Team USA is doing a bit of boasting about the number of athletes they sent to this year’s Winter Olympics. Two hundred and forty-four athletes to compete in fifteen sports is definitely something worth bragging about—after all, Team USA takes the prize for the greatest number of athletes at the Games. But that’s not all they’re excited about—this year, Team USA consisted of more African-American, Asian-American, and openly gay athletes than ever before. Although the numbers are still relatively small (ten African-American, eleven Asian-American, and two openly gay athletes), the United States Olympic Committee (USOC) is committed to increasing those numbers and building a team that “looks like America.” What does that mean exactly? It means that America is a place where people from all backgrounds and ethnicities live, and Team USA should be a reflection of that. Chloe Kim, gold medal winner of the women’s snowboard halfpipe, is the daughter of immigrant parents, as is figure skater Mirai Nagasu. Maame Biney, the youngest speed skater on Team USA, was born in Ghana but raised in Washington DC.

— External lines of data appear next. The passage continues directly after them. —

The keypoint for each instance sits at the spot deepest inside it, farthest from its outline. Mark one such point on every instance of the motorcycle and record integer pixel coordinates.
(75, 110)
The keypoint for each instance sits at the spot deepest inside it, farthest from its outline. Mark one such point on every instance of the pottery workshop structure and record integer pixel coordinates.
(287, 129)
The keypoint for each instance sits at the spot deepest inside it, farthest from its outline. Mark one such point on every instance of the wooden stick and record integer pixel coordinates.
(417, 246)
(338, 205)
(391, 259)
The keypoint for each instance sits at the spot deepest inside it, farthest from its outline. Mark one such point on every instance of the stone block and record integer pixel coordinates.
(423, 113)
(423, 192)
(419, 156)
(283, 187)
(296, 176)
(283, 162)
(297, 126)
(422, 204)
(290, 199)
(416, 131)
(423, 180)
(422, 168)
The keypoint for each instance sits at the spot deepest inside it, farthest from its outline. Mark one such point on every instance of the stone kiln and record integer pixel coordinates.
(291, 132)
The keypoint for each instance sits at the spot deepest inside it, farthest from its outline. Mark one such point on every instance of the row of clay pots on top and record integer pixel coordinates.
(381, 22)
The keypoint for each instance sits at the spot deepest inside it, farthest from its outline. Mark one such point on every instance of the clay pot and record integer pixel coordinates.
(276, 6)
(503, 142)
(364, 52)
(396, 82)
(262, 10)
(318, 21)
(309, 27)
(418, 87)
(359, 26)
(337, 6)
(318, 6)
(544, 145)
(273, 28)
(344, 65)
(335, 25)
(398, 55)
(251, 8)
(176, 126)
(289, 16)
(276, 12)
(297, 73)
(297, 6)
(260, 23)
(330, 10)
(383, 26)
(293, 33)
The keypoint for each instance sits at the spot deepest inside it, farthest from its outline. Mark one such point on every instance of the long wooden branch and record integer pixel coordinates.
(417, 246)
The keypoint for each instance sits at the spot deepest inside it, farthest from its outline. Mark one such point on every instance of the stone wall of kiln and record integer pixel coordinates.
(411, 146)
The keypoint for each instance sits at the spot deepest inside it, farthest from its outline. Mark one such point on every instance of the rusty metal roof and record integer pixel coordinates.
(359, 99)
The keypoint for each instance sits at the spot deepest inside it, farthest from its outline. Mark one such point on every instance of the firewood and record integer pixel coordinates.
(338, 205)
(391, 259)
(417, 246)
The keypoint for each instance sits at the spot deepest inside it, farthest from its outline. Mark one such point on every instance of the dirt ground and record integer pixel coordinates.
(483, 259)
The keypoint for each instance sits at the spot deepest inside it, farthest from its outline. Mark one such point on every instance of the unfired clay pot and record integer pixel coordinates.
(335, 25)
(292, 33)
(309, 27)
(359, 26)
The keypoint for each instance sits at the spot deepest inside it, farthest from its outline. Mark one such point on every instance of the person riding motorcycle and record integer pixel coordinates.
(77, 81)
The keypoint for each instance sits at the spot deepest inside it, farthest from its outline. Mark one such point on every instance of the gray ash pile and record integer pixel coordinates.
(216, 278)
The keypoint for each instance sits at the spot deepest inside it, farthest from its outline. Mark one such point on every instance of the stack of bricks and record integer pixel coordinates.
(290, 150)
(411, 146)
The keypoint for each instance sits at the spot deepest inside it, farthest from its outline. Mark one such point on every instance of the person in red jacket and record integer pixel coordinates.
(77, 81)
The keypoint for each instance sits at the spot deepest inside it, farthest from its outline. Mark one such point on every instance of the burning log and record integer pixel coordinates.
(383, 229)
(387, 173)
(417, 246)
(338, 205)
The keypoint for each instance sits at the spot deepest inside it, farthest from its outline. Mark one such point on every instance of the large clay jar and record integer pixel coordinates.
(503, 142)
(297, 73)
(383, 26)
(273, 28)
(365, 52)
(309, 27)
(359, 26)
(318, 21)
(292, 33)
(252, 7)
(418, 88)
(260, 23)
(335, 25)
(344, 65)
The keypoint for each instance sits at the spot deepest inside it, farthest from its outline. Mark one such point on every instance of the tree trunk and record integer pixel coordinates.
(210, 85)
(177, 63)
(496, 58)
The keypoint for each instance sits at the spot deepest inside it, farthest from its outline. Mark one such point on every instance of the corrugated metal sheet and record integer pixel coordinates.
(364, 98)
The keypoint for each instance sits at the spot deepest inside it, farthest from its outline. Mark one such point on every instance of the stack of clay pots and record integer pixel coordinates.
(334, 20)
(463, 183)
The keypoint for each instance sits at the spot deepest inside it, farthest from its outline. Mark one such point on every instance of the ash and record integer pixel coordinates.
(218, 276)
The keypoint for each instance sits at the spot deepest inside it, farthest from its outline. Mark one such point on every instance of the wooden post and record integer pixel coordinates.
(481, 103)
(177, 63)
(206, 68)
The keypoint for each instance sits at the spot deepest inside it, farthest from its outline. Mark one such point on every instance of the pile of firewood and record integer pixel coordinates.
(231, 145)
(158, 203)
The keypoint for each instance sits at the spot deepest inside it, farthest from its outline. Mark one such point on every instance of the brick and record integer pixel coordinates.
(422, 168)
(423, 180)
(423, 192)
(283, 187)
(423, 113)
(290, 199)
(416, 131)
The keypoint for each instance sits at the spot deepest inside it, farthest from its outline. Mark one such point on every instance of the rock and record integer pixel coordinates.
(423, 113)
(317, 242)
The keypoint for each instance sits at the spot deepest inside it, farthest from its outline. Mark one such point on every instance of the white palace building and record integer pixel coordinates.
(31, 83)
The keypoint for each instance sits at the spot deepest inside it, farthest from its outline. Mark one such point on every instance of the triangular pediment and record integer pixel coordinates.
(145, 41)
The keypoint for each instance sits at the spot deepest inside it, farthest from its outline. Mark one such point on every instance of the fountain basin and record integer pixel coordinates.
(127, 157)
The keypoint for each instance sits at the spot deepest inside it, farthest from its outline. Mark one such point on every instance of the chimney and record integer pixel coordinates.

So what is the USOC doing to achieve this goal of building a Team USA that’s as diverse as its country? They’re introducing all kinds of sports to kids at a younger age across the country—not just in specific areas where, for example, winter sports might be more readily available and accessible. They’re supporting organizations that are helping young athletes realize their dreams, even when the cost of sports might sometimes get in the way. It’s going to be a slow process, but it’s a goal worth achieving. We’d like to see more Chloe Kims, Adam Rippons, and Maame Bineys in the future, wouldn’t you?
If you had the chance to offer the USOC suggestions on how to build a more diverse team, what would you suggest?